Trade data showed that exports remained resilient over the last quarter, led by auto shipments to the US and Europe. It’s unclear if that boost will be sustained, as economists see headwinds on the horizon in the US, China and Europe.
Rising numbers of inbound travelers, whose contribution is also factored into the net exports component of GDP, provided a big economic boost after authorities lifted border controls at the end of April. The number of foreign visitors has recovered to more than 70% of pre-pandemic levels as of June, according to the Japan National Tourism Organization. Data for July are due Wednesday.
Tourism spending is expected to provide a bigger boost from August after China last week lifted a ban on group travel. Chinese tourists accounted for more than a third of the more than 1 trillion yen in such outlays in 2019.
“Compared with the January-March period, the improvement seen in consumption driven by increased activity has weakened,” said Harumi Taguchi, principal economist at S&P Global Market Intelligence. “Rising prices are increasingly causing consumers to hold off on buying items.”
Capital spending by businesses was flat, versus forecasts of a 0.4% increase, while private consumption, which accounts for more than 50% of total GDP, unexpectedly declined by 0.5%.

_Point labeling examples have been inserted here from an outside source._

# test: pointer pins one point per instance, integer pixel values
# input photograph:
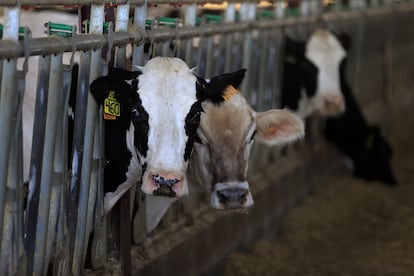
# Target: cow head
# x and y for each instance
(311, 81)
(372, 162)
(226, 133)
(159, 111)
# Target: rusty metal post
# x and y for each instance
(7, 119)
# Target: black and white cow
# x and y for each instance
(364, 144)
(152, 135)
(228, 127)
(310, 82)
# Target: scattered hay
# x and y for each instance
(348, 227)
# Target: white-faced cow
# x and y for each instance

Those signs of domestic weakness may quell market speculation that the Bank of Japan will seize the strong headline number as justification for debating whether to mull a move away from its massive stimulus, as Governor Kazuo Ueda has cited uncertainties in overseas markets in recent comments.

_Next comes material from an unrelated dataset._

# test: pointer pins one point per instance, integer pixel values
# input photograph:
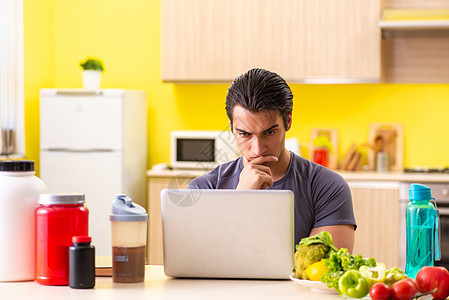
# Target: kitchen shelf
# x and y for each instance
(412, 19)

In its latest Outlook report, the BOJ noted that external demand may flag in the months ahead, saying, “Exports and production are projected to be affected by the slowdown in the pace of recovery in overseas economies resulting mainly from the impact of global inflationary pressure and policy interest rate hikes by central banks.”
Still, the result may be welcome news to Prime Minister Fumio Kishida as he looks for positive developments to reverse a recent dip in his approval ratings in nationwide polls. His popularity suffered after the rollout of new ID card for citizens was beset by problems.
The weakening of the yen is weighing on domestic demand as it drives up costs for imported goods. “Import prices are also rising due to the weak yen and other factors, putting downward pressure on imports,” said Shumpei Goto, researcher at The Japan Research Institute.
That impact may linger as the yen slid Tuesday to its weakest versus the dollar since November.